ChunkIO
ChunkIO copied to clipboard
ChunkIO is a file format with random access and corruption tolerance
ChunkIO
ChunkIO is a file format with the following properties:
- Data is written and read in chunks of arbitrary size.
- Writes are append-only. Concurrent writes to the same file are disallowed.
- Efficient chunk lookup:
O(1)to find the first or the last chunk whose start file position is in the specified range. - ChunkIO files can be appended to and read in the face of corruptions and truncations. Corrupted chunks are ignored by readers.

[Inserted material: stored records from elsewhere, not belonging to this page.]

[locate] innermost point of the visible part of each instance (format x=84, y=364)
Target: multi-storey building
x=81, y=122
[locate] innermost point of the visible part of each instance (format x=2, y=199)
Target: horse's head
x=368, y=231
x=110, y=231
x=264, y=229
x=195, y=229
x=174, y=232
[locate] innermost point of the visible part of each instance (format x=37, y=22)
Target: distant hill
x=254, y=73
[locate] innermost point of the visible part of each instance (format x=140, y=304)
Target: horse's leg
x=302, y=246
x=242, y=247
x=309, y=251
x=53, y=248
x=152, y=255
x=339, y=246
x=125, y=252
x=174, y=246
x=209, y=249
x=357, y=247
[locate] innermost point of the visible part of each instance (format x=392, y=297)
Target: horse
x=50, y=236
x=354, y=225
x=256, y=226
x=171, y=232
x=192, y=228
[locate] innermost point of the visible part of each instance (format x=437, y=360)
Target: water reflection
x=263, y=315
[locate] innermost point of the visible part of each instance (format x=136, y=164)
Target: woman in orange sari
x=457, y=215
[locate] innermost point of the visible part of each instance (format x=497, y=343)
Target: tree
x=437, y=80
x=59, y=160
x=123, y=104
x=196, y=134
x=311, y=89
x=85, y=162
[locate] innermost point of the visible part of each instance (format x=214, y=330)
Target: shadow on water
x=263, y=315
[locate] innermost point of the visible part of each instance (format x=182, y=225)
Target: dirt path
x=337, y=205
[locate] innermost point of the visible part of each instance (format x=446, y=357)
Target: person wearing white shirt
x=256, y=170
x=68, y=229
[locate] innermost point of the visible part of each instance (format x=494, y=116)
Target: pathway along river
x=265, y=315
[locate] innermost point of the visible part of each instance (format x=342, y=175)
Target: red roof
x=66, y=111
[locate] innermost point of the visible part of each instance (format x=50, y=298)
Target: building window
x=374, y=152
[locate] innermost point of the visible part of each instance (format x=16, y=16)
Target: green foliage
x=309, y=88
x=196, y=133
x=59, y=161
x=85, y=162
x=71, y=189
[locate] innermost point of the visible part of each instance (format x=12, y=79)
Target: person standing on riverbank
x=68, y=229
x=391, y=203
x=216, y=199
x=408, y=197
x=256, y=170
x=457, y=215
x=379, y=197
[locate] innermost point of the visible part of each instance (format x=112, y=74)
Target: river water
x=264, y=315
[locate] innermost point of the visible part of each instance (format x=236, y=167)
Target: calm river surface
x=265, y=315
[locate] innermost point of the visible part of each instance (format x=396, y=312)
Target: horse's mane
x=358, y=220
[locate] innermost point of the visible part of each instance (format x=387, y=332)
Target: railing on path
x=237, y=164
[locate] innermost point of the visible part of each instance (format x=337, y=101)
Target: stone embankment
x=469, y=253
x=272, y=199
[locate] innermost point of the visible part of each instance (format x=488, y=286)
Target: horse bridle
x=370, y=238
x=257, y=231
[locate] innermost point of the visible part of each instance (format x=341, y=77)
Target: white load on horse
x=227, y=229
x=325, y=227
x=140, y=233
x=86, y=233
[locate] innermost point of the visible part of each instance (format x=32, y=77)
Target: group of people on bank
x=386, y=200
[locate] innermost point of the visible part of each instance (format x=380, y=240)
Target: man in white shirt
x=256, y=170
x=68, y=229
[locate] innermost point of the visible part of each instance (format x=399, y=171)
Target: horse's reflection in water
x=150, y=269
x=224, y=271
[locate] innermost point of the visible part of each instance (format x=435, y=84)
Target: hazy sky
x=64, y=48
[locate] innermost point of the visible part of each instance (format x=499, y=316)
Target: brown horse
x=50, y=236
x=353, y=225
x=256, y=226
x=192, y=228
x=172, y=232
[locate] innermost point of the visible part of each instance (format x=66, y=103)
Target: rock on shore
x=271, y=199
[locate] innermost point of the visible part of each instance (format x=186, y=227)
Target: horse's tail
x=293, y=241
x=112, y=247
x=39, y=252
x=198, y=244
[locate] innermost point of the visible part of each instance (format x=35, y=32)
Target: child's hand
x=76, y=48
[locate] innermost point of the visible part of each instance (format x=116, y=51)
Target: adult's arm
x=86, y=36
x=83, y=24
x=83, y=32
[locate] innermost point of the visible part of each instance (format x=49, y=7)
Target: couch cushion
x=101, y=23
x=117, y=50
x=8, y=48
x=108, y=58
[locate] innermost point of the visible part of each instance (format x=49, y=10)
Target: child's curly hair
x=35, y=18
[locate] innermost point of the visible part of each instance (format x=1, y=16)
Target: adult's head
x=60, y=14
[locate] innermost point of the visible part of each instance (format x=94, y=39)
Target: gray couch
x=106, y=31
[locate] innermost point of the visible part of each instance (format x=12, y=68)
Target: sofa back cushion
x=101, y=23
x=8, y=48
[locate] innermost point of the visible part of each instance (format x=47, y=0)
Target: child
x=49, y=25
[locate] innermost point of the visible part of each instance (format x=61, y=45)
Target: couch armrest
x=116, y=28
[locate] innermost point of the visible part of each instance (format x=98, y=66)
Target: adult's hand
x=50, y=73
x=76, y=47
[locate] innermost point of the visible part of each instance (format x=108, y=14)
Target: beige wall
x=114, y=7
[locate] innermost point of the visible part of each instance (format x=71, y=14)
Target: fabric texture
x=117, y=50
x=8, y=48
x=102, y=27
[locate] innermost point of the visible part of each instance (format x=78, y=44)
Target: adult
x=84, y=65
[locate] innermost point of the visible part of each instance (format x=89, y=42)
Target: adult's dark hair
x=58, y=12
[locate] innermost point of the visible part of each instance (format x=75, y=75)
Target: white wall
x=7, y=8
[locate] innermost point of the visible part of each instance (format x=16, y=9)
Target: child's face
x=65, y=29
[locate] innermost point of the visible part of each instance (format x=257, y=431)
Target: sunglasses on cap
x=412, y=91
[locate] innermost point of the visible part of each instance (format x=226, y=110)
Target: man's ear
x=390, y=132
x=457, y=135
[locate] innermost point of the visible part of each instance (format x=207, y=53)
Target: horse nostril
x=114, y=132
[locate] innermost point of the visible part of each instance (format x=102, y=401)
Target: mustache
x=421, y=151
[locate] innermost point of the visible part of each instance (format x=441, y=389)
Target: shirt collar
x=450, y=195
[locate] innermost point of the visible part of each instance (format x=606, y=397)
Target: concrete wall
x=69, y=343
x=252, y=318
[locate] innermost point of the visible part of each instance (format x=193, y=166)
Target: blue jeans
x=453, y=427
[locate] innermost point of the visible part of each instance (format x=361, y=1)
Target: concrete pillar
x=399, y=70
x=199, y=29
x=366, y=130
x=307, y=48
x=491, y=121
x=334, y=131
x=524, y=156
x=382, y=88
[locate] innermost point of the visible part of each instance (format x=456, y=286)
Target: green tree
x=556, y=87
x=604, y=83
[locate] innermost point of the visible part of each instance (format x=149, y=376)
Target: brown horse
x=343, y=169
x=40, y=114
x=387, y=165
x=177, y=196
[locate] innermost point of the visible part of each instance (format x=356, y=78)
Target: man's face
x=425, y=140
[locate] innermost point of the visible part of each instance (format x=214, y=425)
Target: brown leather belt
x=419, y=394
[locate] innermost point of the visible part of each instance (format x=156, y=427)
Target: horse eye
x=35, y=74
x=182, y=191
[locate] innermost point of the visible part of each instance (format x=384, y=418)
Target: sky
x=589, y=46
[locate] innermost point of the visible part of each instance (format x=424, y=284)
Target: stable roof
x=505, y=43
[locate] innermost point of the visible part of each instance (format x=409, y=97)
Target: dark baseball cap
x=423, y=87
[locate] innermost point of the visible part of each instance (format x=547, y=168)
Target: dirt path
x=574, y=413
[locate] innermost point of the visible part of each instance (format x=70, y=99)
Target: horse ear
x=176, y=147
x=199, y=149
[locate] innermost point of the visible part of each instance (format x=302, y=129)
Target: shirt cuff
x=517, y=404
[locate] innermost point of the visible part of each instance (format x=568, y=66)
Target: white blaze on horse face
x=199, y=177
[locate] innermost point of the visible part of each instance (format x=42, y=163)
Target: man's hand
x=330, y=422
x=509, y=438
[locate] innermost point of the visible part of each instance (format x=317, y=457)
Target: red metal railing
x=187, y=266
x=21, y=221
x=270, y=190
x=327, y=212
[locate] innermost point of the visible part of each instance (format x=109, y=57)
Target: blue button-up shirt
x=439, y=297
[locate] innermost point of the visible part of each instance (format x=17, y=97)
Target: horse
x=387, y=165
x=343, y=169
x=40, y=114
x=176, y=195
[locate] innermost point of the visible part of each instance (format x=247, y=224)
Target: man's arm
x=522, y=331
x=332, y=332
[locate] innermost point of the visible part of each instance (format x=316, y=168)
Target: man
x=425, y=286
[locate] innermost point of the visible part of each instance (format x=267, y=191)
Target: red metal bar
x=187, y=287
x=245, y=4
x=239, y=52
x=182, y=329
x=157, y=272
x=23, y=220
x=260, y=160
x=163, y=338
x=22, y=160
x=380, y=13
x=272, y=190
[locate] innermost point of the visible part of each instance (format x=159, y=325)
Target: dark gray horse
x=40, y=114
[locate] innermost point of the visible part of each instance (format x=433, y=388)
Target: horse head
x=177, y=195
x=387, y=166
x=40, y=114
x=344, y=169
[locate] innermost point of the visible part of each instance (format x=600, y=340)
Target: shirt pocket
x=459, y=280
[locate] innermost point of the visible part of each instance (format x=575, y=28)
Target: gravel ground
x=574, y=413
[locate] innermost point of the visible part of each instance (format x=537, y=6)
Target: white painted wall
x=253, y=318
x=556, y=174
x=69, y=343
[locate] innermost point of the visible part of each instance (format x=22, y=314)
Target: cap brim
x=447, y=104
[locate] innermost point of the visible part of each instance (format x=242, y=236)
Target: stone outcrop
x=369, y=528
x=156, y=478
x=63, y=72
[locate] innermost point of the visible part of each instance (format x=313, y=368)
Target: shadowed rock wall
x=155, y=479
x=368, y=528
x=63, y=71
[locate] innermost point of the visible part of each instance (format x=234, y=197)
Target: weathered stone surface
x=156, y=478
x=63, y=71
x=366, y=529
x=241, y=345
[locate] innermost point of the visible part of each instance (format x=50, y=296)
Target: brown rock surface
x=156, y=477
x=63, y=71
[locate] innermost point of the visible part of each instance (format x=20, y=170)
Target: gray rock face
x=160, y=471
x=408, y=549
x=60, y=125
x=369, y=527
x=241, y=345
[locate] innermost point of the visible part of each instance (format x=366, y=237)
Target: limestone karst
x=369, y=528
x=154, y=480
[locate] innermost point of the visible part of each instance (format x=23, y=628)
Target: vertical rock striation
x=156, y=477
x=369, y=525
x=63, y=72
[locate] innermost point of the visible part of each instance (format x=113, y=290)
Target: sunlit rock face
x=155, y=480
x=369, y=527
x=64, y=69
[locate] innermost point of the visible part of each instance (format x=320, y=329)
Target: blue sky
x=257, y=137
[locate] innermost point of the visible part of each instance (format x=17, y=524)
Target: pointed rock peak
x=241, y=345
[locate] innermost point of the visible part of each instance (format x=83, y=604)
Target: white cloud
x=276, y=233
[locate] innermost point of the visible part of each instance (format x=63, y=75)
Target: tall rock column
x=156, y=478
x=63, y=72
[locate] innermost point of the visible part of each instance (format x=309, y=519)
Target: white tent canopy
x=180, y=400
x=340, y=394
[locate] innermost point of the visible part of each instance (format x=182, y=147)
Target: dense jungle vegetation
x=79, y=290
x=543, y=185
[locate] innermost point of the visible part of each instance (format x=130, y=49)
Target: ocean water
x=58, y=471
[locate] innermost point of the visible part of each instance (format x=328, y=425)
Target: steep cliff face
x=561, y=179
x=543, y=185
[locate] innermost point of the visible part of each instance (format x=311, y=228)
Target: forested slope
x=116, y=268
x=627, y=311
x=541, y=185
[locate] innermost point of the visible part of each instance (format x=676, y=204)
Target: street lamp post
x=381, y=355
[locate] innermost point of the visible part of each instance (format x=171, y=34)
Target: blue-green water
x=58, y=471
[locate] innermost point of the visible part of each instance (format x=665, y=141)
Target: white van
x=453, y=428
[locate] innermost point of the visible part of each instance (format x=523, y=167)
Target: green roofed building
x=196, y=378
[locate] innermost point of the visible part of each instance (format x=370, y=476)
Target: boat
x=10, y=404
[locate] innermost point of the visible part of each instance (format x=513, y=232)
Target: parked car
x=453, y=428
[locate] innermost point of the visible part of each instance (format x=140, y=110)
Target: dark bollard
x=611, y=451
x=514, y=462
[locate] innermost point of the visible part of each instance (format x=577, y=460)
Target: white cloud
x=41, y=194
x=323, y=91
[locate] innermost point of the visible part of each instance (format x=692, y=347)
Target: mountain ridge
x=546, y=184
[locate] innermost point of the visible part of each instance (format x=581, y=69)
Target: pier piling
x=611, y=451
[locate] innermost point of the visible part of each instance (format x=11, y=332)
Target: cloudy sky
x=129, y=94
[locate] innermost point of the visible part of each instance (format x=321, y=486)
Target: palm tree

- Chunk overhead is 40 bytes, out of which 16 bytes are user-defined data. Plus additional overhead of 16 bytes for every 64KB of chunk data, which is used to implement efficient chunk lookup and to allow readers to continue past corrupted data.
- No assumptions are made about ordering or atomicity of file writes. This makes ChunkIO usable on any filesystem.
Examples
Using ChunkIO to store market data: Example.cs.
Distribution
The source code is all there is. There is no official NuGet package.
Dependencies
No dependencies other than .NET Framework.
Supported Platforms
Lightly tested (and heavily used in production) on Windows with .NET Framework 4.7.2.
File Format
Stability: The file format may change without notice. No compatibility guarantees, neither forward nor backward, are provided.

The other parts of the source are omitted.